Ditto on the question about the need to be waterproof. I keep four LL Bean fleece bags on board. They can be used as bags or completely unzip to be used as a blanket. Easy to wash and dry. Like a fleece jacket perform even if they get a little wet. Can also be doubled when it's really cold. Don't typically have four sleeping on board

Maine Sail 05-27-2012 09:46 AM

Re: Good sleeping bag for sailing
 
Quote:

Originally Posted by pdqaltair (Post 875978)
Actually, dryable is what you want.

* Down really isn't, so scratch that.

* Goretex or other water resistant/waterproof covers may work for climbers needing something they can bivy in, but they slow drying and increase moisture build-up in the bag. The dew point will ALWAYS be somewhere within the insulation, no mater the claims of breathability. This is also true of clothing, which is why separate shell and insulation always make sense for multi-day wear. Scratch covers.

You just need a good quality backpacking bag with a wider cut and synthetic fill.

Gore-Tex, Gore Dry-Loft etc. we're the biggest rip offs foisted onto the mountaineering community for sleeping bags.
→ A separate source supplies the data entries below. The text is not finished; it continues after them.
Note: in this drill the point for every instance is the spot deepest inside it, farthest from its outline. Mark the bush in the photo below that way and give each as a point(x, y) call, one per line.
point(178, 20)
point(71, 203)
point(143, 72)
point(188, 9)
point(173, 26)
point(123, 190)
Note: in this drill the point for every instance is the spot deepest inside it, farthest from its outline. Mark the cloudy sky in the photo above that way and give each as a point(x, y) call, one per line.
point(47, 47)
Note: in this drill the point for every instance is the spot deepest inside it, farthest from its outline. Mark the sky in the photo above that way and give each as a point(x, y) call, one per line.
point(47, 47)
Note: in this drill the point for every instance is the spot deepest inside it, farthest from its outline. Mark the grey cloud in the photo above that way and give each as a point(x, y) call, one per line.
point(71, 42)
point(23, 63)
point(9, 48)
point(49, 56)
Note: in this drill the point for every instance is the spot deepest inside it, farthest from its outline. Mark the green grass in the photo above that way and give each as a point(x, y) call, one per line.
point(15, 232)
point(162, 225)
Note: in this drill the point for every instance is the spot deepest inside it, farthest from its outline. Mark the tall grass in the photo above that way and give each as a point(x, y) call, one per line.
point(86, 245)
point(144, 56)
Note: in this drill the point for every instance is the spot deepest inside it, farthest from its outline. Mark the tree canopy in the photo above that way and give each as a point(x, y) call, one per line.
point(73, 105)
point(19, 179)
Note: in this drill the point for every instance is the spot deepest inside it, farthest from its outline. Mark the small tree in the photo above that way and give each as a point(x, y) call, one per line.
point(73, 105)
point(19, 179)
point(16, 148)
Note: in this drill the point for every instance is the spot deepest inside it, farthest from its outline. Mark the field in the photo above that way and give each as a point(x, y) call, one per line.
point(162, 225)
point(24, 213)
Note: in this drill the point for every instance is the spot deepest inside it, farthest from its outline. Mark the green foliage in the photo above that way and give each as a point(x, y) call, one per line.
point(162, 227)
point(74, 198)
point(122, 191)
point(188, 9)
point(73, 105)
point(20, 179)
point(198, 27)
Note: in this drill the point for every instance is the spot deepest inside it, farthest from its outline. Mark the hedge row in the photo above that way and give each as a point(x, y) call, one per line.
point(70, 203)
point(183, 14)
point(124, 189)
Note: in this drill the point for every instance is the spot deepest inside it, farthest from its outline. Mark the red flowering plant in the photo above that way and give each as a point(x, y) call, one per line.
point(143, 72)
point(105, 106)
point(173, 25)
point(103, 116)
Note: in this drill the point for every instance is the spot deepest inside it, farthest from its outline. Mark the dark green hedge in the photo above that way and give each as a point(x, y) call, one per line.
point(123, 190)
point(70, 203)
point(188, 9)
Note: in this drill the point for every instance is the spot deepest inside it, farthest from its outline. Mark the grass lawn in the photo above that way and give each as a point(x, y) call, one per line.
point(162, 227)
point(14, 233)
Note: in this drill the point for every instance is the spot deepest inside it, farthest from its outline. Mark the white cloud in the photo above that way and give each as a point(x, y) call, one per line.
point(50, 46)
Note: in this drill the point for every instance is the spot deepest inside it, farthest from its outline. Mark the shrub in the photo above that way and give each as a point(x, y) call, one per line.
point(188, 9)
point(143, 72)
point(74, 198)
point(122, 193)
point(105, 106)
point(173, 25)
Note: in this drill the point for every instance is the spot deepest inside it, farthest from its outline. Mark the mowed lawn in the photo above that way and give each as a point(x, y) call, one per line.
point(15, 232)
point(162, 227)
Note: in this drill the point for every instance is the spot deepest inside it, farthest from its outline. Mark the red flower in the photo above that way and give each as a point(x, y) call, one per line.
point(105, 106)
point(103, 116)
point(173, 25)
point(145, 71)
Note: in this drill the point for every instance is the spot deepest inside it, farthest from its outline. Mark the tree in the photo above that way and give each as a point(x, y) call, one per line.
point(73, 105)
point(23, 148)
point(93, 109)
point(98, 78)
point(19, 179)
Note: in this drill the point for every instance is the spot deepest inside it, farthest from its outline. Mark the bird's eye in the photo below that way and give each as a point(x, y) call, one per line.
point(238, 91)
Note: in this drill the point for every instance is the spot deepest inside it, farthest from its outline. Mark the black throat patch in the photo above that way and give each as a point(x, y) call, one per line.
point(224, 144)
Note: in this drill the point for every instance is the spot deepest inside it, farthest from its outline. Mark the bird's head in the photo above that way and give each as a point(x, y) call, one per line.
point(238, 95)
They actually made your bags insullation WETTER because after 9" of loft the moisture could not push through the membrane.. I am a down only guy but do bring it home to let fully dry every now and then. We only use "bags" in mid Oct through late Nov and mid April to early May. The rest of the season we use regular comforters... One of the down bags is still on the boat because our 5 year old likes to play Caterrpillar to butterfly in it.....

Anyone want a couple of -40f down Dry-Loft bags, used about three nights.....:)

I will say though that my Bibler Fitzroy single wall breathable tent performs better than any tent at any price, just does not translate well to bags......:D you can have my Dry-loft but don't touch my Bibler.....;)

MarkSF 05-27-2012 10:11 AM

Re: Good sleeping bag for sailing
 
Quote:

Originally Posted by paranoia25 (Post 875839)
Hi everybody,

I'm looking a good sleeping bag for sailing: warm and waterproof. I found this one: Ocean Sleepwear, which seems great, but it's very expensive (375 $)!
Did you know some sleeping with a good value for money (not over 190$)?

Thanks a lot!

Herve Guillaume

I have a Kelty double wide sleeping bag. I find the single ones too confining. It's fabric lined, good for 20F, and will open out and be used as a quilt if you like. I use it for car camping too. At about 20lbs you wouln't want to take it backpacking ;)

As everyone else said, you don't need waterproof, you need quick drying. Any normal synthetic bag should do fine. (ie, the cheap ones)

I looked online and they don't seem to sell my Kelty any more. One consideration is temperature rating. My 20F bag is too warm unless it's really cold.